Just a heads up, batches.filenames will always list the directory order of the files, regardless of whether the generator is set to shuffle or not. So if you don’t shuffle, obtaining the image id’s is straightforward, but has anyone figured out how obtain the image id’s in the order that a shuffling iterator outputs them in? I don’t really see how to do it


(Jeremy Howard (Admin)) #45

@bckenstler I think the correct answer is: don’t do that! :wink:


(sethiavivek2006) #46

@all I was trying with vgg.test for the dogs-vs-cats-redux-kernels-edition on my AWS p2 large instance. I have executed all the steps mentioned in the lesson2 lecture for creating separate directories. But when I perform the step as shown in the picture, my execution gets stuck( indicated by * preceding the statement) until I interrupt. Further steps do not work since the previous step was not executed properly. Any suggestion on how to solve this ?

1 Like

(Jeremy Howard (Admin)) #47

It’s likely to take up to 10 mins, since it has to run the forward pass of the neural net on all 12,500 images. If it’s taking longer, make sure that it’s using your GPU (check the result of the ‘import utils’ line)


(sethiavivek2006) #48

@jeremy Ya the previous time, I didnt let it run for more than 10 mins. Tried it later and worked nicely. Thank you.

1 Like

(mattobrien415) #50

I’m plowing thru the Redux notebook, and getting stuck here. This is after successfully loading weights I built last night:

Not sure why – the path is correct, the directory holds the expected 12,500 jpgs.

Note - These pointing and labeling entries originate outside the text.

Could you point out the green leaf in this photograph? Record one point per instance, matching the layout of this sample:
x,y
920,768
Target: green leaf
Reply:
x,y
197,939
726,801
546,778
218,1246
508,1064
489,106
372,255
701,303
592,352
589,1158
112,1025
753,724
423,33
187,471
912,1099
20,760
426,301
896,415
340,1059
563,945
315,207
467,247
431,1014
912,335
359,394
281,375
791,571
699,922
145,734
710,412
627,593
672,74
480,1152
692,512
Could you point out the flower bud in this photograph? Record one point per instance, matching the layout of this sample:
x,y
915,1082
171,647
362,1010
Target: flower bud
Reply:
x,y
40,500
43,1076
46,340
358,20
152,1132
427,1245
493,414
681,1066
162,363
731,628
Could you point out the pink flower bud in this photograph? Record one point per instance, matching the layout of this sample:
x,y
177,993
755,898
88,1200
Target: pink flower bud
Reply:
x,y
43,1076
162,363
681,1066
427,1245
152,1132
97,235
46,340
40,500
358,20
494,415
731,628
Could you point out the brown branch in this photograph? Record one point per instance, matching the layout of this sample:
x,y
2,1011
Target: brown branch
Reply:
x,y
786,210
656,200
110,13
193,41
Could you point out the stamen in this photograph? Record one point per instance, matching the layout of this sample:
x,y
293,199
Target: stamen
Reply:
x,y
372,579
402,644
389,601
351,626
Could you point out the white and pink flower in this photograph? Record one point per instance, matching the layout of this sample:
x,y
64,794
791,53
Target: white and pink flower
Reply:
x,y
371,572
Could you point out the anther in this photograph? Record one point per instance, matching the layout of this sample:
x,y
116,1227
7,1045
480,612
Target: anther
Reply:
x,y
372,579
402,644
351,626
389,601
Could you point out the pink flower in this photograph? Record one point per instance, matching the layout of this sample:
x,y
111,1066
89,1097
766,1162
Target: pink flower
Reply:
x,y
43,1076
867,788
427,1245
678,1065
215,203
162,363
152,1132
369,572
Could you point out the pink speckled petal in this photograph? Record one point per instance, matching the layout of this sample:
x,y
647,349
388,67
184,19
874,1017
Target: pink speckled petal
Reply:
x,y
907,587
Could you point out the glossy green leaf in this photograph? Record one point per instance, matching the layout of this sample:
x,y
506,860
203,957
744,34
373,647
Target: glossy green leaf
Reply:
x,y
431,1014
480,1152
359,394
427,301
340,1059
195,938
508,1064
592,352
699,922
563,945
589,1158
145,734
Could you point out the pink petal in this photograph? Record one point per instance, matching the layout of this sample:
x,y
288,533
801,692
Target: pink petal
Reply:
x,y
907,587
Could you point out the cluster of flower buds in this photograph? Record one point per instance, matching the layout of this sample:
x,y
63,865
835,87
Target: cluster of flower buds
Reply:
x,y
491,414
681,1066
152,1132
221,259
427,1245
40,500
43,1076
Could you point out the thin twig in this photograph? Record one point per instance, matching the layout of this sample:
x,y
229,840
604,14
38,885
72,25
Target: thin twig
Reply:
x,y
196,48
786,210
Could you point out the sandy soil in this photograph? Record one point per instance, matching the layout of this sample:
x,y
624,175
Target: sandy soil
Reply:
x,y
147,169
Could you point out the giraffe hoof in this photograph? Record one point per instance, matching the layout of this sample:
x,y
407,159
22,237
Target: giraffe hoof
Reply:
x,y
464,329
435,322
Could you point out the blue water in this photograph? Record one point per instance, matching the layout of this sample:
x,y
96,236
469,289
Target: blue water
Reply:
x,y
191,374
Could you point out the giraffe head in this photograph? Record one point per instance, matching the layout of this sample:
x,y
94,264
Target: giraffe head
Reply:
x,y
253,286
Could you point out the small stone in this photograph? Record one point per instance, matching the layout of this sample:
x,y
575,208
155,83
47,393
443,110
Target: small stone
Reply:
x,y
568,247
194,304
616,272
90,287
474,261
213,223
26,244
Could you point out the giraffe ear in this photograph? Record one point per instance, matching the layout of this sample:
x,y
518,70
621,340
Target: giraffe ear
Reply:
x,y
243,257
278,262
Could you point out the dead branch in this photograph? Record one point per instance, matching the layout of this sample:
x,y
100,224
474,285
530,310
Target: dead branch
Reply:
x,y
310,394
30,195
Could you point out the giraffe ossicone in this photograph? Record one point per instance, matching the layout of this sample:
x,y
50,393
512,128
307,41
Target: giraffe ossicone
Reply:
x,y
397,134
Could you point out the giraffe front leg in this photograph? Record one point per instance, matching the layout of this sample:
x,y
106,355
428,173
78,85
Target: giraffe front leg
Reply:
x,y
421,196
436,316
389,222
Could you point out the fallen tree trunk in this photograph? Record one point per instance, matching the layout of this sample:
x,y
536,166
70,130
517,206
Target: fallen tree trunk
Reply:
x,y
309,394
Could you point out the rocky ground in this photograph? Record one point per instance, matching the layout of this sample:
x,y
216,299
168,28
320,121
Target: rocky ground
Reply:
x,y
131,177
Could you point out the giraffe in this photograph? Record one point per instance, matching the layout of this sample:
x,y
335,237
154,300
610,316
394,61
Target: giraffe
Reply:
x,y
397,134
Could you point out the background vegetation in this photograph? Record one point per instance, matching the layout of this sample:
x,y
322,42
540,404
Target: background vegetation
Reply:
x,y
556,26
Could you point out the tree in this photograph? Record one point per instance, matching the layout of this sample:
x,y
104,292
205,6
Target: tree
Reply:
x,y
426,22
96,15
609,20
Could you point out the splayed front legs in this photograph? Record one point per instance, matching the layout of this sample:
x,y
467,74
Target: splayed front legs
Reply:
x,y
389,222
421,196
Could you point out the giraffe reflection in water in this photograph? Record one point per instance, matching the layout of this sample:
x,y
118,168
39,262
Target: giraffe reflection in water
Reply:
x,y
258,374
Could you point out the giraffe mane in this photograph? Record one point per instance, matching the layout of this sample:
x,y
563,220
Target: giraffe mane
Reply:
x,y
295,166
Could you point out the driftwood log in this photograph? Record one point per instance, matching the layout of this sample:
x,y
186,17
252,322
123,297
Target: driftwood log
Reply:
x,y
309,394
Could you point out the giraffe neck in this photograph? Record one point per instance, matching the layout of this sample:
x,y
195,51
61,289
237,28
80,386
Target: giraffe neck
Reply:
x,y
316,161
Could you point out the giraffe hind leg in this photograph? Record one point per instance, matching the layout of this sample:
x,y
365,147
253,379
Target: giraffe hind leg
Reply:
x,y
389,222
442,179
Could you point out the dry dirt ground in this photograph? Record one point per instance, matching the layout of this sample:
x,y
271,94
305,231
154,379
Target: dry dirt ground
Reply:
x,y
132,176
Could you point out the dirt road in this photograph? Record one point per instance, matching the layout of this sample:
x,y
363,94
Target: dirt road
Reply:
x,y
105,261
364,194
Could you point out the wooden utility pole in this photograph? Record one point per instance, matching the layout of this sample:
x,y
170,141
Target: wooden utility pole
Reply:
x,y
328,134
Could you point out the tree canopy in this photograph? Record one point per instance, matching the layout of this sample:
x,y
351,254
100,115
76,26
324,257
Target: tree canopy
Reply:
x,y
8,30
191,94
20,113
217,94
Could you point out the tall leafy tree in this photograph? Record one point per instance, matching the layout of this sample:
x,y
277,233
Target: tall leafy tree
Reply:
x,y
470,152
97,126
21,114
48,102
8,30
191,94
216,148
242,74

It seems like the get_batches isn’t finding anything, thus the divide by zero?

I’m wracking my brain but can’t think of any reasons why this is happening. Any advice would be greatly appreciated.

EDIT: strangely enough, after removing the +'test' from the path argument, all seems fine. I don’t think there’s anything wrong with my directory structure…but I suppose alls well that ends well…


Lesson 1 discussion
(janardhanp22) #51

Hi @mattobrien415

Have you created a directory named “unknown” under test directory and move all your test images under the directory called unknown ?
This might be resolution to ZeroDivisionError

1 Like

(mattobrien415) #52

Thanks for the response, @janardhanp22

No, I didn’t do that…I supposed I didn’t realize there was a point of putting it into an ‘unknown’ subdir. Why not just leave it in the ‘test’ dir?

It looks like the unknown directory just contains all the test data anyway?


(Jeremy Howard (Admin)) #53

The issue @janardhanp22 is referring to is that keras’ generator needs to know what labels to use for the images. It uses the sub-directory structure for that. If you don’t have labels, you still need the folder structure.


(janardhanp22) #54

Yes exactly what Jeremy explained. Keras is expecting a sub folder structure for labels.